夢から覚めてしまう前にやらなければ……

【他人の夢⑧】
夢が覚めるまで時間はなかった。夢工場を飛び出るとミキコさんの夢の扉へ。急いで向かった。その扉を開けて、驚いている彼女を……
<WEAVERの河邊徹がドラムスティックからペンに持ち替えて描いた作家デビュー作!>

イラスト:堀越ジェシーありさ



マサキは広い廊下を駆け抜けた。当てずっぽうの中に、静かな確信を抱いていた。

 走った先に見つけた扉を開くと、その瞬間に景色は滲んだ、正しい出口だったかはわからない。

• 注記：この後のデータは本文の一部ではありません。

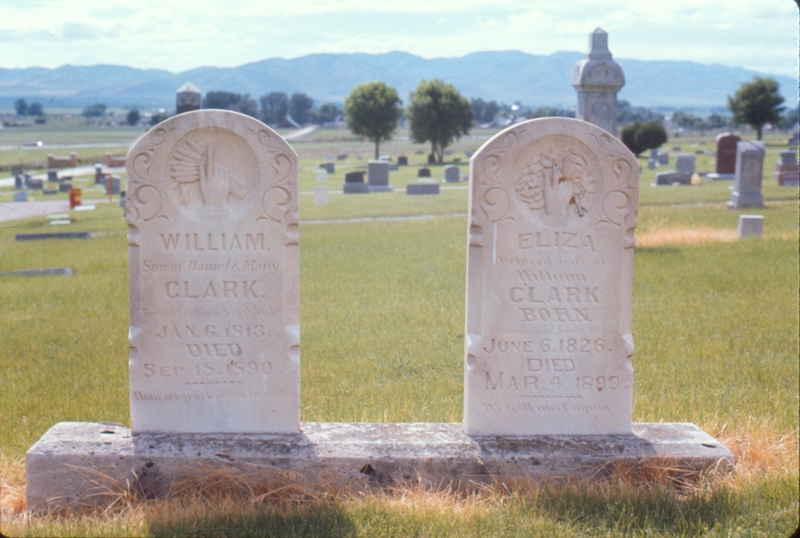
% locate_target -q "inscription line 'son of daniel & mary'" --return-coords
[464,118,638,435]
[126,110,300,434]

滲んだ景色の中で、扉の先の通路を駆け抜け、そしてもう一つの扉を開いた。

 そこは、マサキが夢でも現実でも見慣れた場所だった。学校の音楽室。時間は放課後のようで、窓から夕日が差し込んでいる。景色は相変わらずぼんやりしていた。

 ピアノの前に、女の子が一人座っている。ミキコさんだ。ミキコさんは一人で楽譜を眺めているようだった。

「ミキコさん」

 ミキコさんは声がした方に振り返った。


「マサキくん?」

 驚いた顔をしていた。

「……大丈夫?」

 とりあえずそう聞いたが、マサキの声を聞いて、ミキコさんは突然泣き出した。

「ピアノが……」

 そう言って、言葉の続きを紡ぎ出そうとして、うまくいかない。終いには声を上げて泣き出した。こんな姿、現実では見たことがなかった。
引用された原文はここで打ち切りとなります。